What was your project about when you were studying at Xi?

Jake: My team of 3 used Unity, a game engine that can be used for VR development, to design a fireworks experiment. It was so impressive to see the awe on people’s faces when they tried the experience. 

I was then able to showcase fireworks experiment at one of Academy Xi’s later Industry Nights. It helped me realise that for people who are not regular VR users, some of the functionalities were not seamless and intuitive enough. At some point in the experience, they didn’t know what to do, as the cues were not clear enough for someone who doesn’t play VR regularly.

For example, there was an onboarding image to teach the player how to use the controller, where to place their thumb and which button to press to teleport. But that was not intuitive enough for users who are seeing a controller for the first time.

I learned a valuable lesson: it’s my job to make VR user-centric and easy for everyone to understand what action to take.

So what’s Interstella VR and how did you come up with it?

Jake: After quitting my job in TV and taking Academy Xi course, I began a VR startup and decided to take a year off to focus on what I was really passionate about — I didn’t want to live with regrets. 
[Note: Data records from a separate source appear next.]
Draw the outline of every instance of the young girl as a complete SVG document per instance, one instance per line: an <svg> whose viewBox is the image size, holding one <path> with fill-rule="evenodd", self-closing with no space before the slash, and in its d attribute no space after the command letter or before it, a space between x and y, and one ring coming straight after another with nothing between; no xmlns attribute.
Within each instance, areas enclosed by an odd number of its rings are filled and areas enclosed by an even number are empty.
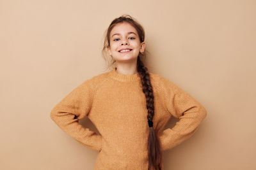
<svg viewBox="0 0 256 170"><path fill-rule="evenodd" d="M191 137L207 115L189 94L148 71L144 39L130 15L113 20L102 52L115 66L85 80L51 111L61 129L99 152L95 170L163 170L163 151ZM79 124L86 116L100 134ZM179 121L164 130L172 116Z"/></svg>

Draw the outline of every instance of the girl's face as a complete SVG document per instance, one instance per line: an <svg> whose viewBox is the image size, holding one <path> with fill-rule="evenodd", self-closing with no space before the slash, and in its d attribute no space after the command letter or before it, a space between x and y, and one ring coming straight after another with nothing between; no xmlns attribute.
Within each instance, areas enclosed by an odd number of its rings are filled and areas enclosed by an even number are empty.
<svg viewBox="0 0 256 170"><path fill-rule="evenodd" d="M145 50L145 42L140 43L136 29L127 22L116 24L110 32L108 51L116 62L136 64L140 52ZM129 50L122 51L123 49Z"/></svg>

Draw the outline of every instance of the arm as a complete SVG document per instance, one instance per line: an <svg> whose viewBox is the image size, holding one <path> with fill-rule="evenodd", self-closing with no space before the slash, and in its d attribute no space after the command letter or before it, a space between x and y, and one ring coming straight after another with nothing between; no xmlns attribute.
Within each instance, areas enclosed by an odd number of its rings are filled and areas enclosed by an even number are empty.
<svg viewBox="0 0 256 170"><path fill-rule="evenodd" d="M170 114L179 119L172 128L159 136L162 150L169 150L189 138L207 115L205 108L189 94L164 79L164 103Z"/></svg>
<svg viewBox="0 0 256 170"><path fill-rule="evenodd" d="M84 146L100 151L102 138L99 134L79 124L92 108L94 86L88 80L65 97L51 112L51 119L66 133Z"/></svg>

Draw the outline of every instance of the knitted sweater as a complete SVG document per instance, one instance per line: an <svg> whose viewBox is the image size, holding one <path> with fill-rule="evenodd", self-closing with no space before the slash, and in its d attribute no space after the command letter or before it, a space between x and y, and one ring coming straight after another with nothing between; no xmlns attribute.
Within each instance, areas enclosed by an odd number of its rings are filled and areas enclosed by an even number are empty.
<svg viewBox="0 0 256 170"><path fill-rule="evenodd" d="M162 150L167 150L191 137L207 111L168 79L151 72L149 75L153 127L159 132ZM123 74L114 68L78 85L53 108L51 118L84 146L99 152L94 170L147 170L147 115L138 73ZM100 134L79 124L86 116ZM172 117L179 121L164 129Z"/></svg>

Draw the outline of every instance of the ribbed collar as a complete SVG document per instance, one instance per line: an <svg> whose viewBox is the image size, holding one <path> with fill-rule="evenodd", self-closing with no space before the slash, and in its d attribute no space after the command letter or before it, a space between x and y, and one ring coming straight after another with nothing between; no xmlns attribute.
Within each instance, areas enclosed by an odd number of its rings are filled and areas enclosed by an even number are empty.
<svg viewBox="0 0 256 170"><path fill-rule="evenodd" d="M117 73L116 67L109 72L109 76L119 81L136 81L140 80L138 73L134 74L123 74Z"/></svg>

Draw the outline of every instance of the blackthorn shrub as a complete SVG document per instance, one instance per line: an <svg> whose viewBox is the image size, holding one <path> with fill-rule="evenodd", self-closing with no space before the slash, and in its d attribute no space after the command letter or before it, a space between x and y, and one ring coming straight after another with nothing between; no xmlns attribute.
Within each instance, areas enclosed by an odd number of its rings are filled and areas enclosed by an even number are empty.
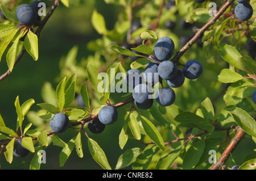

I started by building a music app. The idea was to host music festivals on alien planets and experience music in these incredible settings, and this is where Interstella VR was born.

Interstella VR took over a year to complete and I had to learn a lot of skills to get it finished. This ranged from creating 3D environments and modelling to creating the animations and programming the ways the player can interact within the scene. 

I also collaborated with other people to fill experience or knowledge gaps:

  • A character artist, Megan Barnes, designed the final images. They are the spotlight of the experience, so they needed to look properly amazing
  • The rigging (building of the characters’ skeletons) was done by Jason Dobra 
  • The environment models, such as the band animation and moves on stage, were done by Lucas Sabatka
  • For the 3D animation such as the lip syncing, I outsourced to Keira McMahon. Expressing emotions was key here. The characters’ faces and their details were critical to the success and credibility of Interstella VR. 

That’s the other thing that I’ve learnt from Xi: how to work with a group, manage a project, and use soft skills to collaborate with various people.

Funnily enough, I came back to another one of Academy Xi’s Industry Nights and again was able to showcase Interstella VR to an audience.

For me, it was a great way to test Interstella VR with users, as it was not released yet at this point. Showing to people who are not familiar with VR was super helpful. It allowed me to make some tweaks before the official release.

What was the biggest hurdle during the creation of Interstella VR and how did you overcome it?

Jake: One of the biggest challenges was creating the social chat functionality of the app, where users can come and enjoy the experience together. I alone spent 2-3 months trying to make it happen technically. 

It was hard to organise the timings and technicalities around when people join in the experience. On a VR chat, people can log in at any time from anywhere in the world. But I wanted to ensure users would come in at the start of the song, to experience it in full. Which means that, as the song is 5 min long, people would have to wait for the song to end, before being able to join in with a new group. In the end, I opted for a solo experience rather than a group experience to overcome this issue. It was the best way to deliver a premium and seamless user experience. 

Do you have any tips for students who want to get started and build a career in AR/VR/MR?

Jake: The journey into VR is a long and rocky one, with some uncertainty along the way. The industry is constantly changing with new releases and changes into the ecosystem occurring every couple of months. My recommendation would be to learn a VR game engine – a VR software like Unity or Unreal. I also believe one of the best ways to learn VR is to take a course, and I’d highly recommend Academy Xi as a place to study this. 

Lastly, build something you’re passionate about, put it out in the world, get feedback, and use what you’ve learned as an experience to build your portfolio and career.